Their love is forbidden, of course, because she's supposed to marry someone else. But they run away! All should be well, except Peter gets waylaid somehow and winds up as a slave in some unbearably hot part of the world. There the exotic Sulima tries to seduce him -- natürlich, because it wouldn't be a Brahms plot if it didn't have some sexy woman to be avoided -- but he eventually escapes and is reunited with Magelone. Happy ending!
Poet Ludwig Tieck wrote up the story in 1797 and added his own poems, which are what Brahms is setting. The poems don't really tell the story, so the practice was adopted to read narrative portions between the songs -- if one is going to perform them all as a cycle.
Perhaps the cool thing is that, Erlkönig-like, the singer has to take on the different characters in different songs. Sometimes the song in question is from Peter's point of view, but sometimes it's Magelone or Sulima. I think the last song is a "duet," as it were..
It's usually seen as a baritone vehicle, though there are recordings by others as well. I've found a tenor recording on youtube, just as I say that. Brahms had in mind his friend baritone Julius Stockhausen to perform it.
Here's Brahms and Stock from 1869 - best friends forever ?
Hm...Brahms would seem to be making a terrorist fist bump in that picture.

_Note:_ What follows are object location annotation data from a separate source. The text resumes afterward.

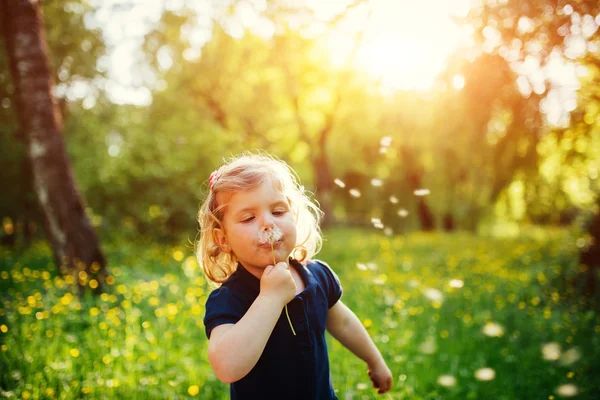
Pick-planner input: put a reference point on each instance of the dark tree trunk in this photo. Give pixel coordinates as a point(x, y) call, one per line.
point(590, 257)
point(67, 226)
point(414, 178)
point(448, 222)
point(324, 187)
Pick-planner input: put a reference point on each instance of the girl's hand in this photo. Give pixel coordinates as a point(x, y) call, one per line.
point(277, 282)
point(381, 376)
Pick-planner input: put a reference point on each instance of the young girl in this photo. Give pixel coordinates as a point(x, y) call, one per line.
point(266, 321)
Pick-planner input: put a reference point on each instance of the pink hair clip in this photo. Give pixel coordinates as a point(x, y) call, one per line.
point(214, 177)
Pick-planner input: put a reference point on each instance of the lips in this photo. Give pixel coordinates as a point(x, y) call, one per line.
point(268, 245)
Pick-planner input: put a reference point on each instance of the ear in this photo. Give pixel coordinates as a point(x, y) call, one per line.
point(221, 239)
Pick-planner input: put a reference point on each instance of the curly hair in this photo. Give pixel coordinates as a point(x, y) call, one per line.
point(246, 172)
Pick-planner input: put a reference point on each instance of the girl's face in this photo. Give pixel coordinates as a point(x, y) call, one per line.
point(247, 216)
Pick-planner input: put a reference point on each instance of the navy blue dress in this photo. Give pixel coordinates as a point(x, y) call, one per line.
point(290, 367)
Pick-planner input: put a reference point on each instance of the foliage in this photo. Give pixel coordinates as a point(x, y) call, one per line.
point(441, 306)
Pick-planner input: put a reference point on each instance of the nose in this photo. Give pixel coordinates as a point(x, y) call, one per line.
point(267, 222)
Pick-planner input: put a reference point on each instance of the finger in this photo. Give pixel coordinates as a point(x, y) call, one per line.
point(268, 270)
point(282, 264)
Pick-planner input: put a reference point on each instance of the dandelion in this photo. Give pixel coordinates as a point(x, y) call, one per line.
point(354, 193)
point(446, 380)
point(421, 192)
point(433, 294)
point(568, 390)
point(492, 329)
point(428, 346)
point(270, 236)
point(402, 213)
point(193, 390)
point(551, 351)
point(570, 356)
point(456, 283)
point(485, 374)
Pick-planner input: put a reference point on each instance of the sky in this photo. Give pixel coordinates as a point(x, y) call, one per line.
point(405, 43)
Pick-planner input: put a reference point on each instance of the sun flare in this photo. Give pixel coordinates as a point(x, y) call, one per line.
point(404, 44)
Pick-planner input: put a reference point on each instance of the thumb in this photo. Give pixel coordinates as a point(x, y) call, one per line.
point(268, 270)
point(282, 264)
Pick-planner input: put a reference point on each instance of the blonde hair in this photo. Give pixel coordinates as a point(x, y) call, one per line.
point(246, 172)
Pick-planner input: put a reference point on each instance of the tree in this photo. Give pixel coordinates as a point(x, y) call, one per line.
point(73, 239)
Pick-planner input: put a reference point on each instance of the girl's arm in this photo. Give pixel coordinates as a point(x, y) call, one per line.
point(345, 326)
point(234, 349)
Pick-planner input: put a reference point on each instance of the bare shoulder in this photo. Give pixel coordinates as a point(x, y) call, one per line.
point(218, 331)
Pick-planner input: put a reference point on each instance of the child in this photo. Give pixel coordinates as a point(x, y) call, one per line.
point(266, 321)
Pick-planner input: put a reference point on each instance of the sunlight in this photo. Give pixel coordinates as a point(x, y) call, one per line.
point(405, 44)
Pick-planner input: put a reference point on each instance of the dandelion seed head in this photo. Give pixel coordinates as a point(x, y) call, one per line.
point(493, 330)
point(446, 380)
point(270, 235)
point(354, 193)
point(568, 390)
point(339, 182)
point(551, 351)
point(456, 283)
point(570, 356)
point(433, 294)
point(421, 192)
point(385, 141)
point(428, 346)
point(485, 374)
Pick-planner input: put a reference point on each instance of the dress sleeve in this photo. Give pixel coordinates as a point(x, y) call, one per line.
point(222, 307)
point(332, 285)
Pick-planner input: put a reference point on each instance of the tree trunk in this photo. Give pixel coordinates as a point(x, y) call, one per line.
point(323, 193)
point(73, 239)
point(414, 177)
point(590, 257)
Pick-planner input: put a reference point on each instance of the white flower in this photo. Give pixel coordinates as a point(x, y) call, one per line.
point(447, 380)
point(485, 374)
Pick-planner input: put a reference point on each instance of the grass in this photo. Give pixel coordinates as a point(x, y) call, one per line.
point(456, 317)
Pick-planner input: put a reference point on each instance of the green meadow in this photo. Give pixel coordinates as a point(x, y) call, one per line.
point(456, 317)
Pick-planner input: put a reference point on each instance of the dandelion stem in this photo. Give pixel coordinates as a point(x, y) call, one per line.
point(286, 311)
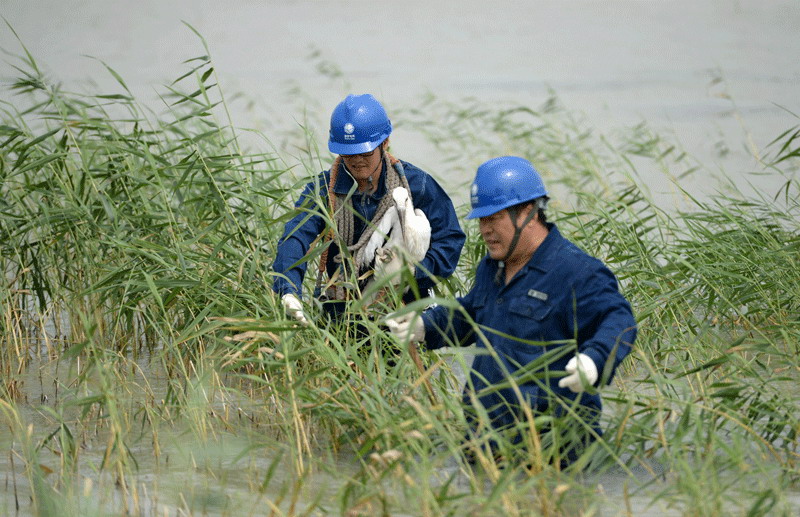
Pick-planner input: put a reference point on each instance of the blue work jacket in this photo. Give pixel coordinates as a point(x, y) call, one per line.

Ahem, here's the first song. It has a certain Schumannian lyricism; it seems quite outward-looking to me, as if it ought to be the opening song in a cycle...
Keinen hat es noch gereut,
Der das Roß bestiegen,
Um in frischer Jugendzeit
Durch die Welt zu fliegen.
Berge und Auen,
Mädchen und Frauen
Prächtig im Kleide,
Alles erfreut ihn mit schöner Gestalt.
Wünsche in jugendlich trunkenem Sinn.
Ruhm streut ihm Rosen
Schnell in die Bahn,
Lieben und Kosen,
Lorbeer und Rosen
Führen ihn höher und höher hinan.
Rund um ihn Freuden,
Erliegend, den Held. -
Dann wählt er bescheiden
Das Fräulein, das ihm nur vor allen gefällt.
Und Berge und Felder
Und einsame Wälder
Mißt er zurück.
Die Eltern in Tränen,
Ach, alle ihr Sehnen -
Sie alle verreinigt das lieblichste Glück.
Sind Jahre verschwunden,
Erzählt er dem Sohn
In traulichen Stunden,
Und zeigt seine Wunden,
Der Tapferkeit Lohn.
So bleibt das Alter selbst noch jung,
Ein Lichtstrahl in der Dämmerung.
No one has yet regretted
getting on his horse
In his fresh youth,
To speed through the world.
Mountains and meadows,
Maidens and women,
Splendrous in their attire,
Everthing delights him with its fair form.
Forms past him,
the desires in his youth-drunk senses.
Fame strews roses
Swiftly in his path,
Love and caresses,
and laurels and roses
Lead him higher and higher onward.
Around him: joys,
His enemies envy him,
And succumb to the hero.
Then he chooses contentedly
The maiden who, of all, most pleases him.
And Mountains and fields
And lonely forests
He soon leaves behind him.
His parents in tears,
Ah, after all of their longing -
They are all reunited in loving happiness.
Years have slipped past;
He tells his son
In a comfortable moment,
And points to his scars,
The rewards of bravery.
Thus old age remains yet young,
A beam of light in the dusk.
Last edited by Despina41; 02-03-09 at 07:31 AM.
Fantastic, Despina!!! I guess a bouquet is something that has beautiful "parts" that at the same time make up a beautiful whole.
I read the lyrics before I read your description. It seemed to describe most men (and some women, today) in an abstract way. It's reflective, no action. And it doesn't "stand alone" too well because there really isn't a point to it by itself. It sounds like it's leading up to something.
Nice video too!
Glad someone got that joke. One of these days I'm going to draw a Brahms cartoon (in lieu of writing anything about the music). I just need proper inspiration...
Got Magelone in my guides too:
It's one of the earlier ones, so may be revised at some point. Also based on DFD/Barenboim. (Yes, I know the opening of No. 1 is DFD at his most over-the-top).